How long before AI takes my job as a copywriter?
The grinding gears of progress are actually a meat grinder.
Sooner or later they come for your job.
Unless you don’t have one. Or won’t take one. Or are like cousin Eddy from National Lampoons Christmas Vacation, living in poverty because you’re holding out seven years for a management position.
Anyway.
Several ghostwriting clients have requested articles about AI as relates to their particular industry. The articles I’m being asked to write are an interesting mix of acknowledging that a shift is happening, while delicately tiptoeing about embracing the inevitable while reassuring readers it’s a good thing and no, you won’t lose your livelihood to AI.
“AI won’t isn’t a replacement for humans. It augments us,” is the mantra. “AI needs us for prompts and input. It can make us more efficient and effective.”
Let’s set aside Chaos-GPT which was developed to destroy humanity, and consider that statement. Right now, that’s still kind of true, but I’m not sure if it will be in a few months. Days. Minutes. Set a Google Alert on AI and you’ll understand what I mean.
Anyway, in order to write about AI, I have to begrudgingly sign up for various AI tools—something I didn’t want to do—so that I can understand them. This one is from a free account in Copy.ai:
It’s just too easy.
It feels like cheating, denying the cranial struggle and further weakening the little gray cells that have already been decimated by internet searches, smartphones, and Wikipedia. It’s not terrible output by any means, but I feel terrible about it. (This doesn’t mean it won’t make a sweet research tool for the last-minute client deadlines, not gonna lie, though some AI tends towards scraping and plagiarism more than others.)
These are the kinds of ads I am served up in various places now:
I know of a few bloggers who are open about using AI to generate all or significant portions of their personal blogs, making a point of noting the good output they’re getting.

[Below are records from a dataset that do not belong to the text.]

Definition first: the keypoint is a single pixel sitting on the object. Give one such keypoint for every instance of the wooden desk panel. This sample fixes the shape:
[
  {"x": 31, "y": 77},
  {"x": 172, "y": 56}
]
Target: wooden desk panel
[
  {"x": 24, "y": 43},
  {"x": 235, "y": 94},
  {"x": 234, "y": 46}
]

I’m guessing there are probably a lot more writers doing it but unwilling to admit it publicly.
For the record, I write my own stuff.
I would have to, in order to have sentences this convoluted.
Even further, my photos and art are made by a human. If I use AI to create art, perhaps at gunpoint, I will let you know.
“I’m not actually worried about the whole AI thing,” I told my friend.
That’s not based on thinking it can’t have an impact on what I do, but simply that I’m not going to spend time worrying about it. My long-held theory—that if you’re willing to clean toilets you’ll have a job of some sort—is a theory that still sticks in my head; many an office toilet I’ve cleaned and would do again. People gotta eat and when they do…job security.
“I’m glad I’m not a young person heading into college right now,” he replied.
That I agreed with.
After watching “Borrowed Future” about the nightmare student loans have become (a documentary every high schooler and school counselor should be required to watch), and the woke garbage being served up on campuses, I’ve been in the I-don’t-know-if-I’d-go-to-college-now camp for a while. I’d already heard one man tell of how his daughter, in her second year of studying graphic design in college, had switched majors because she saw the writing on the wall when it came to the cost of her education in contrast to its value if AI took off in the design world.
So I’m not worried, but I have zero doubt I could be replaced.